Bisogna consapevolizzarsi, pertanto, che è proprio questa logica di approccio alla sfera sessuale a provocare il fallimento del rapporto: non si è tristi perché non si ha l’erezione, bensì non si ha l’erezione perché si è tristi.
Si tratta di un meccanismo estremamente pericoloso che, se non spezzato e corretto attraverso una ristrutturazione cognitiva, comporterà in ogni occasione successiva una mancanza di erezione, riconfermando sempre di più l’incapacità personale a conseguire ad avviare un rapporto. È un fatto, questo, che va a saldare nell’uomo vittima del disturbo la convinzione di essere “impotente” (termine forte che predominava fino a qualche decennio fa e che, oggigiorno, è stato reso fortunatamente obsoleto).
Bisogna comprendere che la disfunzione erettile è semplicemente un sintomo e non una malattia: il problema si può curare in modo semplice e piuttosto veloce, individuando le cause e i meccanismi mentali posti in essere che si innescano di getto nel momento esatto in cui sta per abbassare i propri slip. A questo preciso punto si conoscerà il responso circa la possibilità di proseguire con la penetrazione o l’impraticabilità del tutto a causa di una defaillance erettiva.

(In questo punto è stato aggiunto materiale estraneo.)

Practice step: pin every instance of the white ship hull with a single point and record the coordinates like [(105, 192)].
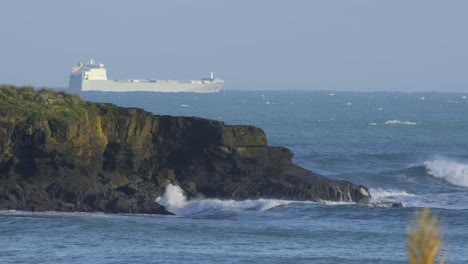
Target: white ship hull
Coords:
[(93, 77), (147, 86)]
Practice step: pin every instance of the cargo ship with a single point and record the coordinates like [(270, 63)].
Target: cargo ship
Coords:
[(92, 76)]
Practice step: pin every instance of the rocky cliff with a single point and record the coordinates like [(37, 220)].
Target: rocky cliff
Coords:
[(58, 152)]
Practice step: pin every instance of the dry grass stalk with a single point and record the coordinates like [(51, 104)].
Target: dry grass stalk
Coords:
[(424, 239)]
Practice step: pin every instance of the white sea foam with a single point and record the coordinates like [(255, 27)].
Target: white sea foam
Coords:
[(380, 195), (454, 172), (398, 122), (175, 201)]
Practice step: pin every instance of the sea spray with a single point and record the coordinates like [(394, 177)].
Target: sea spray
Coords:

Numerosi pazienti con problemi d’erezione raccontano in studio di provare a fronteggiare la situazione rivolgendosi a delle situazioni-tampone, ovvero la somministrazione di farmaci vasodilatatori molto conosciuti, quali il cialis, il viagra e il levitra. Si tratta di medicinali che esercitano un’azione di rilassamento nei confronti dei muscoli dei vasi sanguigni comportando la conseguente dilatazione degli stessi. Ma la necessarietà della loro somministrazione nei pazienti con problemi di disfunzione erettile dipende dalle cause del problema stesso: essi sono efficaci in quei soggetti la cui disfunzionalità è conseguenza di un problema organico, ma al contrario il loro uso è sconsigliato oltre che inutile nei pazienti con disfunzione di natura psicologica (non sono fonte d’ausilio per la corretta produzione erettiva), perchè ciò che va loro ristrutturato non è la corretta organicità, bensì lo schema cognitivo. Questo fatto è riportato su tutti i foglietti illustrativi, su cui si legge che la potenza del farmaco è inefficace qualora il paziente non presentasse una frequenza di pensiero funzionale e positiva e l’eccitazione, che nei soggetti con ansia da prestazione sessuale è inibita dagli errori cognitivi che generano ansia e preoccupazione; mancanza di eccitazione che, a sua volta, influirà direttamente sulla mancanza d’erezione.
In conclusione, per cambiare la situazione occorre modificare i pensieri: ristrutturarli in ottica positiva e ottimista, così che il momento sessuale possa riacquistare la sua essenza di piacere.